NASA. It's in this picture. That's Pete in the red shirt having just refilled his coffee cup. I've looked at this picture so many times. I've posted it. I’ve looked at the whole Apollo 12 catalogue and all the crew pictures. But I guess I was always distracted by the “fourth crew member,” the giant stuffed gorilla in the background, to notice the tattoo on Pete's inner left forearm. It’s not entirely surprising. I hunted down more Pete pics after seeing this and in most pictures he’s wearing short sleeves with his arm bent or he's wearing a suit... or a spacesuit as the case may be.
Pete Conrad and Dick Gordon sorting rocks after returning from the Moon. You can see his tattoo again! NASA. You can tell it’s an anchor with what looks like stars and initials around it. Well, as luck would have it, I had a chance to ask his wife Nancy about it the other week over lunch. She confirmed that it is an anchor. Which isn't surprising. Pete was a Navy man after all and it wasn't uncommon in that era for Navy men to get a nautical tattoo. The initials, she told me, are his: P and C. But the most surprising part? He didn’t get it in the Navy, he got it when he was 14! I tried to hunt down some other astronaut tattoos, but the only ones I could confirm are tattoos that they all got in common: the ones that marked their biomed sensors. Beginning with the Mercury days, flight surgeons wired astronauts to gather biomedical data in flight as a way to see the effects of spaceflight on the human body. Sensors measured body core temperature, respiration rate, and electrical activity in the heart. To make sure the sensors were always placed in the same spots for accurate readings, the astronauts were tattooed with tiny dots to mark the correct placement. John Glenn tells the story in his memoirs. Before his Friendship 7 mission, flight surgeon Bill Douglas roughed up his skin, made the dots with a scalpel, and dabbed some India ink he got from someone’s desk to make the mark. Those tattoos lasted the rest of his life. Most astronauts ended up with similar marks on their torsos for the sake of accurate biomedical readings.

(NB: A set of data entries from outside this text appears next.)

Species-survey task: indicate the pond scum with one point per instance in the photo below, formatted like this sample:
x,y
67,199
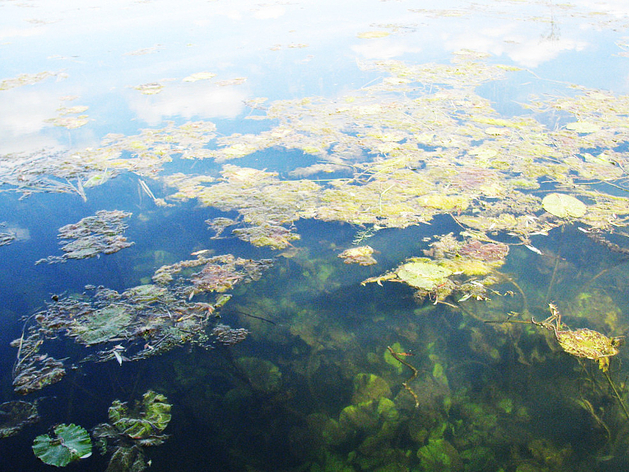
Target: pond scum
x,y
459,372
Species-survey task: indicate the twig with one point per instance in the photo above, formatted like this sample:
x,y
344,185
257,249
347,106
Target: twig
x,y
411,378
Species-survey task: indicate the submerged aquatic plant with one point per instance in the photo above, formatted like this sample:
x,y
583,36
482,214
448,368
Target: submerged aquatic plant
x,y
92,236
70,443
16,414
582,342
131,430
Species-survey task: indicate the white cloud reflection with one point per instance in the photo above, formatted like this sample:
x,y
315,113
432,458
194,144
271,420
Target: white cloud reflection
x,y
197,100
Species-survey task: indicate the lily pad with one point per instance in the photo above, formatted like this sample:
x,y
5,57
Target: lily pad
x,y
583,127
563,206
422,275
70,444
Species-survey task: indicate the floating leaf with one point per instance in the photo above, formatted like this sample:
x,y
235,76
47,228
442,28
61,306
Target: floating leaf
x,y
422,275
563,206
583,127
148,419
14,415
70,444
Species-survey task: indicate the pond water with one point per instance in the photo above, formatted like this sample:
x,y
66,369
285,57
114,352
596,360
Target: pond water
x,y
314,236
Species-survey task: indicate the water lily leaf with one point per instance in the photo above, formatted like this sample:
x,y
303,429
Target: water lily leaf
x,y
150,417
422,275
70,444
583,127
373,34
563,205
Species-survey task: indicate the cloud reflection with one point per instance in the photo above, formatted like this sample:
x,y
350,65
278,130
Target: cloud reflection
x,y
196,100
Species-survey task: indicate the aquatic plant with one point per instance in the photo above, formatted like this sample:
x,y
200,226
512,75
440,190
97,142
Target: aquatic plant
x,y
70,443
92,236
130,430
16,414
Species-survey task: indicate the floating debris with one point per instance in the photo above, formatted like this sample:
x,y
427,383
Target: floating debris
x,y
582,342
16,414
228,336
129,431
361,255
92,236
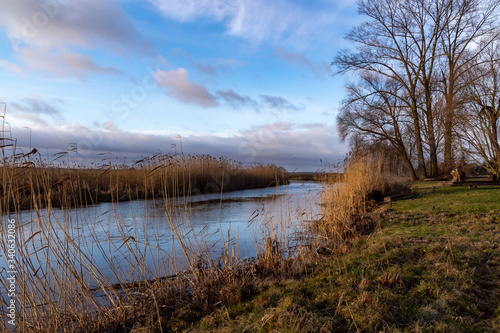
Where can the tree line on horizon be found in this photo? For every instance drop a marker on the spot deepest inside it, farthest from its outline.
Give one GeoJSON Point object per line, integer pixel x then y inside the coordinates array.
{"type": "Point", "coordinates": [426, 82]}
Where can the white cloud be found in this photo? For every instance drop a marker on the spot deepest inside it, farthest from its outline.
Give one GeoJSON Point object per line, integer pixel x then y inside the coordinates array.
{"type": "Point", "coordinates": [181, 88]}
{"type": "Point", "coordinates": [61, 32]}
{"type": "Point", "coordinates": [284, 144]}
{"type": "Point", "coordinates": [257, 20]}
{"type": "Point", "coordinates": [10, 66]}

Gus Grissom getting his boomed sensors put on. The mark on his ribs looks like a mole to me. The marks were, from what I've read, much smaller. NASA. So there you have it! The astronauts didn’t have full back pieces or sleeves — I mean, it’s possible someone who’s been to space has since gotten a big commemorative tattoo -- but they did have group tattoos!
Sources: Homesteading Space: The Skylab Story By David Hitt; Sky Walking: An Astronauts Memoir by Tom Jones; Biomedical findings from NASA’s Project Mercury: a Case Series by William Carpentier et al; John Glenn: A Memoir by John Glenn and Nick Taylor.